The Board of Directors and the Strategic Council of the American Institute of Architects (AIA) has voted to award the 2018 AIA Gold Medal to James Stewart Polshek, FAIA. The Gold Medal honors an individual or pair of architects whose body of work has had a lasting influence on the theory and practice of architecture. Polshek will be honored at the AIA Conference on Architecture 2018 in New York City.
Born in Akron, Ohio, Polshek earned a Master of Architecture degree from Yale in 1955. The office that Polshek began in 1963, as James Stewart Polshek Architect, evolved through multiple iterations. Following his retirement in 2005, the firm transitioned in 2010 to Ennead Architects. Polshek has fostered an environment wherein design, collaboration and research work in concert to create enduring architecture. His vision and leadership has earned the firm countless accolades, including more than 200 design awards, the 1992 AIA Architecture Firm Award, and 15 National Honor Awards for Architecture.
Concurrent to leading the firm, Polshek served as dean of Columbia University Graduate School of Architecture, Planning and Preservation from 1972 to 1987. At the time, Columbia played a central role in the debate over style and meaning during a period in which architecture was being fundamentally questioned. His collaborative spirit led to a complete revision of the curriculum and direction that, in turn, reversed its decline and attracted faculty. Polshek’s 1987 restoration and renovation of Carnegie Hall, New York, began with a master plan that helped establish his approach to revitalization. A complete restoration of its original details as well as the implementation of new ones —lighting, graphics, and a new marquee — were coupled with a dose of advocacy for landmark buildings threatened by market forces.
In Washington, D.C., the 645,000-square-foot Newseum/Freedom Forum Headquarters, completed in 2008, is a monument to journalism and free speech. The architectural expression of the mission of the institute manifests in a symbol of openness: a 4,500-square-foot clear glass window woven into the fabric of Penn Quarter. Polshek’s National Museum of American Jewish History in Philadelphia, just a block from Independence Hall, references the immigrant experience in America through two interlocking volumes of opaqueness and transparency. The historical context of the museum bolsters its efforts to inspire people of all backgrounds.
Polshek’s sensitivity as an architect and his willingness to give credit to others — whether they be his clients, partners, staff or collaborators — have helped restore the promise that architecture can be a force in the world. Everywhere that he has worked, and throughout his writings, he has raised the level of discussion while pursuing an unambiguous goal of architecture as a healing art.
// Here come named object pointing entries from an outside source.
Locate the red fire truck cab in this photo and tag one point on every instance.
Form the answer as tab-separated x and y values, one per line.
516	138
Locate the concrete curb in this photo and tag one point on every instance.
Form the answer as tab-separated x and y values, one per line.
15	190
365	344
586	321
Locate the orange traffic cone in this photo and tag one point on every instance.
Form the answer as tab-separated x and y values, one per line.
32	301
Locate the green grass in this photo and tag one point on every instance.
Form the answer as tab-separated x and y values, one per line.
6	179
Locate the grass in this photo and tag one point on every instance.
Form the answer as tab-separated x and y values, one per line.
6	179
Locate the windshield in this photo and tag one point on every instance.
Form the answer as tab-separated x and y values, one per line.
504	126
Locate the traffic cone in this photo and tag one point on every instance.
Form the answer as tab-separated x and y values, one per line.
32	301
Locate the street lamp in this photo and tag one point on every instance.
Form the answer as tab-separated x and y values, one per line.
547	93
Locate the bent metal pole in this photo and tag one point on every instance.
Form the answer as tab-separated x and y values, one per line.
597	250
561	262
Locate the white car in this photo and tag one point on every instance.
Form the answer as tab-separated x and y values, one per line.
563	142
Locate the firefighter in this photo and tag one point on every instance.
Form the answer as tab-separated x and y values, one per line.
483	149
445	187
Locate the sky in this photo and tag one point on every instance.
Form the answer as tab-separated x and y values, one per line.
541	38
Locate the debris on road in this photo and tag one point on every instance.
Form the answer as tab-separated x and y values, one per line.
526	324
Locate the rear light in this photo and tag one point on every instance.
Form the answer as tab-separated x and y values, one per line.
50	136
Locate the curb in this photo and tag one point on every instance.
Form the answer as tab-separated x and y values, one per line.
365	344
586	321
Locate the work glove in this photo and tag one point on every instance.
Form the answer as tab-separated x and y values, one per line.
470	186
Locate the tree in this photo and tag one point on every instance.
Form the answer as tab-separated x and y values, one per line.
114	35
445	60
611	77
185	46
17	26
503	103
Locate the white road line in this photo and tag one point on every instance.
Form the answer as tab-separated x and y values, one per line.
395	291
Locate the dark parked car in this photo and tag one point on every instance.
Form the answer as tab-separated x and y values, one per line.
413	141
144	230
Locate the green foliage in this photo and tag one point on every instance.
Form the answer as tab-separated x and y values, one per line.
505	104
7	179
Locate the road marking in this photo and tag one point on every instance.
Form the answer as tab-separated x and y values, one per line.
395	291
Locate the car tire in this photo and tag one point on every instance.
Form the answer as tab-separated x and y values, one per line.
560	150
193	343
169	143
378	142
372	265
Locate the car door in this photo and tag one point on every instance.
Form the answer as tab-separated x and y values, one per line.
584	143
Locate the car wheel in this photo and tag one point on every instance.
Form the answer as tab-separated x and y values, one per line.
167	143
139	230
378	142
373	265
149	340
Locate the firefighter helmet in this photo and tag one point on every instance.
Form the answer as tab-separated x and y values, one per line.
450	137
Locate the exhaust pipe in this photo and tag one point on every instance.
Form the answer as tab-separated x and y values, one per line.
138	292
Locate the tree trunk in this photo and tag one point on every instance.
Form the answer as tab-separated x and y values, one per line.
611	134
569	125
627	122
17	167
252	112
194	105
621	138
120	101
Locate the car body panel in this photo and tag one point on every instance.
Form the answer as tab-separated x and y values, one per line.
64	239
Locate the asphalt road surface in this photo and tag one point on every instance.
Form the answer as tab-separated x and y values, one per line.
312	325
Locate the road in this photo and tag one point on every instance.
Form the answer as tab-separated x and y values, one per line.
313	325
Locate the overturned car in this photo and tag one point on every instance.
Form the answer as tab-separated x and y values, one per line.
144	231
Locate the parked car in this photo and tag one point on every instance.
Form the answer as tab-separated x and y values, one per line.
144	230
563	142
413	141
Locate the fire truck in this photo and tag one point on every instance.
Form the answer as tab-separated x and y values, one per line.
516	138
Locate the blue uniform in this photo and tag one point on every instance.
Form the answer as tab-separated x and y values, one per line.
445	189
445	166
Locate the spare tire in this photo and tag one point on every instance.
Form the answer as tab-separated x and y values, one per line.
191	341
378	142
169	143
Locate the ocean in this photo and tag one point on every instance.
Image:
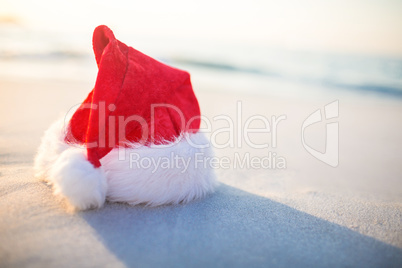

Polshek is the 74th recipient of the Gold Medal. He joins the ranks of such visionaries as Frank Lloyd Wright (1949), Louis Sullivan (1944), Le Corbusier (1961), Louis I. Kahn (1971), I.M. Pei (1979), Thom Mayne (2013), Julia Morgan (2014), Moshe Safdie (2015), Denise Scott Brown & Robert Venturi (2016), and Paul Revere Williams (2017). In recognition of his legacy to architecture, Polshek’s name will be chiseled into the granite Wall of Honor in the lobby of the AIA headquarters in Washington, D.C.